# A sunny wash with Spray N Shine!



## bonzo (Nov 21, 2007)

Hi folks,

Well concho (John) sent me a sample of Spray N Shine to trial on my Insignia.

Once again, thanks to the weather and the farmers working in the fields beside were we live, the car was dusty rather than dirty. But it was very dusty...



















John sent me 500ml, which SnS reckon will be enough to do up to 7 cars - as with all of these Eco products that I have used so far, this tends to be exaggerated quite a bit, and even being light with the trigger, I ended up using about half the bottle. However, my car is quite large and this included doing the wheels also.

First impressions - the smell is amazing! Bubble gum city! I could happily use this everyday.

Lightly misted the wheels and arches first, then left these until the end as per the guide John sent.

Started on the roof and then worked a panel at a time, light misting on each panel, wipe with a clean mf turning each time I wiped. Then buffed off a panel at a time to a high shine.

One criticism would be that although it was quite warm here today, the direct sunlight caused the initial misting to dry quite quickly, requiring a second mist occasionally before wiping.

However, in around 30 minutes I had finished the car and I'm sure with time less product and more speed will be involved.

Am I pleased? Very much so. Spray N Shine is quick and easy to use, smells good, applies and buffs the best and the finished results are very impressive.

I'll leave it to the pictures to say the rest. Many thanks to John for the sample.

Cheers,

Noel --





































Apologies for the haze in this picture, didn't buff it off to well:lol:


----------



## Concho (Jan 11, 2011)

Looks good, glad you're happy with the results.

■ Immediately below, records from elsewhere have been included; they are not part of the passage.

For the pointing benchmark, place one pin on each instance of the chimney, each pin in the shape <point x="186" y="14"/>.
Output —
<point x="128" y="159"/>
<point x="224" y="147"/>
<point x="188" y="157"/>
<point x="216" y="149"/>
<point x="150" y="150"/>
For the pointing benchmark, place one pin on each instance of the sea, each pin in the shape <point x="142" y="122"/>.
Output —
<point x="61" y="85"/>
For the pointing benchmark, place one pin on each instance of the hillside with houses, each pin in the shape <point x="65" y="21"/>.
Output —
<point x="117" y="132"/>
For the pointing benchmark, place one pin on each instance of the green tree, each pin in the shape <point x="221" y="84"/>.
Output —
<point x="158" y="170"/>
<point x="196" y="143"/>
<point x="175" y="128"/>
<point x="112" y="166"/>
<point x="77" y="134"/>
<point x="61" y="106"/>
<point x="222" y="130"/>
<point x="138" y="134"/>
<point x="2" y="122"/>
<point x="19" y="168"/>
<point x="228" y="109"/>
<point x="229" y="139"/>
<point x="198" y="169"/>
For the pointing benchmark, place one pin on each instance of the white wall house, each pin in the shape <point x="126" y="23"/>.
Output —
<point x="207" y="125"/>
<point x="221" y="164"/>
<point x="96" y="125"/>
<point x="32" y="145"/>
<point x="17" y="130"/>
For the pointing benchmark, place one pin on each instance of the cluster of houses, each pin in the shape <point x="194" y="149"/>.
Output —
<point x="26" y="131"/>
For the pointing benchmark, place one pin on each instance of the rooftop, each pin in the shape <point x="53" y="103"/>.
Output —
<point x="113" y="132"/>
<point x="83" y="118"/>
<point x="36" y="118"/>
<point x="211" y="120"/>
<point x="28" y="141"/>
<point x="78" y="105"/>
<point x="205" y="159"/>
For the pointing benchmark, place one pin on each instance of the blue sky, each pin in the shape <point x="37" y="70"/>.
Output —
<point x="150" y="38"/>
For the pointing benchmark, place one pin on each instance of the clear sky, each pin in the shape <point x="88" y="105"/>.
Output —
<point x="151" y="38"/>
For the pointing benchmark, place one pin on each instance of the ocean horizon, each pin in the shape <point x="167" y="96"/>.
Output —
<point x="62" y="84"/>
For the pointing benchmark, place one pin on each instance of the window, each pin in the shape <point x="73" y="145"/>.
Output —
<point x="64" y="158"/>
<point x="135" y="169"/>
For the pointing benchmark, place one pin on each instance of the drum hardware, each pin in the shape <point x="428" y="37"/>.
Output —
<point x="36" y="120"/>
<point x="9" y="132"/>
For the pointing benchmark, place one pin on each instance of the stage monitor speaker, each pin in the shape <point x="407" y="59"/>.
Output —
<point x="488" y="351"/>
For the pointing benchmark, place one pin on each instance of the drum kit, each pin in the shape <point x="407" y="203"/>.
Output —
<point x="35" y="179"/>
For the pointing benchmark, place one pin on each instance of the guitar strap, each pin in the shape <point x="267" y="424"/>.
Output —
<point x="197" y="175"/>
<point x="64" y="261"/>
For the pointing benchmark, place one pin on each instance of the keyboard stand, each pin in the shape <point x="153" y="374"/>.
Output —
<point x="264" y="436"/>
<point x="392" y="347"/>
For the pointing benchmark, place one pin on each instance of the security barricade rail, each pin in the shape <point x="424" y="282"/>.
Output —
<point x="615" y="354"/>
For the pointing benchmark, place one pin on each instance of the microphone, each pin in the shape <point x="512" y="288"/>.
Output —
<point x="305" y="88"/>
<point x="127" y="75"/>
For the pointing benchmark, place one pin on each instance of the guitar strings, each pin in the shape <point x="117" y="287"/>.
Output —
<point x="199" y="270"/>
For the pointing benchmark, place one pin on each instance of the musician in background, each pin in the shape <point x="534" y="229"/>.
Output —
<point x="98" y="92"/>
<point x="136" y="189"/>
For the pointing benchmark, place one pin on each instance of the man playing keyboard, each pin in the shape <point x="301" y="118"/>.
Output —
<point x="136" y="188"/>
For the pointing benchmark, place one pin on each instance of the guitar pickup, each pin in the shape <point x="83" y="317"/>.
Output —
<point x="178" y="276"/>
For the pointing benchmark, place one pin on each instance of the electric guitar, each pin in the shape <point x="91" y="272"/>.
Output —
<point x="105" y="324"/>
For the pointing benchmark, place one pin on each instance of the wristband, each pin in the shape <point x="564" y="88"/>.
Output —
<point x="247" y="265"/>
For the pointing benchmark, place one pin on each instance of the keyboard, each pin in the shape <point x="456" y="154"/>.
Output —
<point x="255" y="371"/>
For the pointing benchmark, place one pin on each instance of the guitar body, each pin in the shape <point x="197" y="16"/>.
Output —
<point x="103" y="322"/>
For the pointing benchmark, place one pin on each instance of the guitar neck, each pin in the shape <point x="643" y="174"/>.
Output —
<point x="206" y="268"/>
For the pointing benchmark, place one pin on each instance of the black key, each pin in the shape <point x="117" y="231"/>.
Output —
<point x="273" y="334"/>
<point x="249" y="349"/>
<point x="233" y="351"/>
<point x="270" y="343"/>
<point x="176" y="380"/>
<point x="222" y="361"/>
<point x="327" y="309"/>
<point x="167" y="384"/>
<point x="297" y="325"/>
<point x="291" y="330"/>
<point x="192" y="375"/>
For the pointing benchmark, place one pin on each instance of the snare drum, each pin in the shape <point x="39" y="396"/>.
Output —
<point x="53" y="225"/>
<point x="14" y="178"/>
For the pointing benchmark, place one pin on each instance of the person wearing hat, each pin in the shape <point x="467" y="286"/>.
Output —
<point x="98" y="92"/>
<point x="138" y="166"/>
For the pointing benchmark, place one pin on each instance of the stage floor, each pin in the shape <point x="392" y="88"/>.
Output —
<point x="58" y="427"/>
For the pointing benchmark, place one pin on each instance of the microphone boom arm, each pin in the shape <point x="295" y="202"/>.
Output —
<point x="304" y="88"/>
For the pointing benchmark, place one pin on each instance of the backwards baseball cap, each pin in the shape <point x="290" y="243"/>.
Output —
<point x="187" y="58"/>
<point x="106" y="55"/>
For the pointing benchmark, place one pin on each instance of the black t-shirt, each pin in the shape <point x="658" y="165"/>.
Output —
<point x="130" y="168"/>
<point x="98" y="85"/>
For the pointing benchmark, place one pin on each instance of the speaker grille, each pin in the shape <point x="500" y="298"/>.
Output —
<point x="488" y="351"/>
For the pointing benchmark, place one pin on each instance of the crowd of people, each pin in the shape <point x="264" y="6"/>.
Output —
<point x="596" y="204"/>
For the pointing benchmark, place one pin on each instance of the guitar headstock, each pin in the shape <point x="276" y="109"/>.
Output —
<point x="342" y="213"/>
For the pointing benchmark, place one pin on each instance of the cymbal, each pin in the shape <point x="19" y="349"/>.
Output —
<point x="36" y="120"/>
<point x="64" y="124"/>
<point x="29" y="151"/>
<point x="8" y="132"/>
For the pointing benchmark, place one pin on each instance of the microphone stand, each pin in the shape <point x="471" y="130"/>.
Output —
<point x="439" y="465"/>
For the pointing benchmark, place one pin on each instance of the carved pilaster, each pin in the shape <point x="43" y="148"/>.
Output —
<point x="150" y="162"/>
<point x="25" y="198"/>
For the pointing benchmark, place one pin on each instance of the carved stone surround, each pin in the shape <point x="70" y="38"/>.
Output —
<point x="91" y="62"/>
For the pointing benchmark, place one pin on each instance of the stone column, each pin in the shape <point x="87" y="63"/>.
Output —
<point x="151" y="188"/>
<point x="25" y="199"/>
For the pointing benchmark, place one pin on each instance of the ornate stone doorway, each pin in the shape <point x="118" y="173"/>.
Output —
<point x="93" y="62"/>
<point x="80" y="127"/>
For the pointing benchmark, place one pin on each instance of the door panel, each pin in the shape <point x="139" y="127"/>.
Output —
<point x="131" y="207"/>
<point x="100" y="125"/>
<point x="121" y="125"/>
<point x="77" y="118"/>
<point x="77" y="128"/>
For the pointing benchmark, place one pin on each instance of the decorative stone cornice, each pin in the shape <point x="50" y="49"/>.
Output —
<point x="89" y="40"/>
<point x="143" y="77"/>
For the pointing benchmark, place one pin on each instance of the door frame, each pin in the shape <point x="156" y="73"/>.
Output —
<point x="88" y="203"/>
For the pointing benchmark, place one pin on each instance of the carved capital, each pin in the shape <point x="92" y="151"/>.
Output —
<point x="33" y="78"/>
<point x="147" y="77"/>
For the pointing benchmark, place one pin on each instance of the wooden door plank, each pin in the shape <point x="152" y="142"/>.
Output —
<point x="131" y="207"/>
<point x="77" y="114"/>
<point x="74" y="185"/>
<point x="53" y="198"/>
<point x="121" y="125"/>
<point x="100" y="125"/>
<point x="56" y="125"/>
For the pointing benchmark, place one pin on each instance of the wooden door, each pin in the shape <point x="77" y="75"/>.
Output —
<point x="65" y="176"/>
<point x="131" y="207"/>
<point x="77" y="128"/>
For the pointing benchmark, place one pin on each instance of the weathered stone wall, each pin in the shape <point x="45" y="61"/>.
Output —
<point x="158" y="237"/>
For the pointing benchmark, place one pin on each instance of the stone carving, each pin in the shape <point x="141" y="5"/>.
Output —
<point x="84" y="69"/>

I think it's good stuff, here's some of the results I've had using Spray'n'Shine:

My Car:


















Others:


----------



## billyp (Jul 24, 2010)

cars are looking good guys well done


----------



## dcj (Apr 17, 2009)

How much is a 5l bottle of this? I,ve been using a local suppliers waterless product(although I have been rinsing the cars first) and although it has a very good finish the smell isnt easy on the nostrils. Always willing to try out alternatives.


----------



## bonzo (Nov 21, 2007)

Pm John for details buddy


----------



## Concho (Jan 11, 2011)

For 5 litres RRP is £24.99 + postage, I'll knock a fiver off for DW members, £19.99 + postage.


----------



## james_death (Aug 9, 2010)

Looking very shiny folks and love the 50/50...:thumb:


----------



## kstoilas (Sep 22, 2010)

bonzo said:


> Hi folks,
> 
> Well concho (John) sent me a sample of Spray N Shine to trial on my Insignia....


I have the same car so I can say, 30 minutes is a VERY good time for the whole car :thumb:


----------



## bonzo (Nov 21, 2007)

kstoilas said:


> I have the same car so I can say, 30 minutes is a VERY good time for the whole car :thumb:


Cheers buddy,

Im trying to get the wash time down as with it being an eco car wash, I'm also looking for speed and convenience, but trying to maintain a good wash technique so as not to inflict damage.


----------



## dcj (Apr 17, 2009)

Is SnS ok on a damp car? I live in a rural area so have to get rid of a lot of excess dirt before I can think about a waterless cleaner.


----------



## kstoilas (Sep 22, 2010)

bonzo said:


> Cheers buddy,
> 
> Im trying to get the wash time down as with it being an eco car wash, I'm also looking for speed and convenience, but trying to maintain a good wash technique so as not to inflict damage.


Modern Vauxhall paint is very soft so be kind with her


----------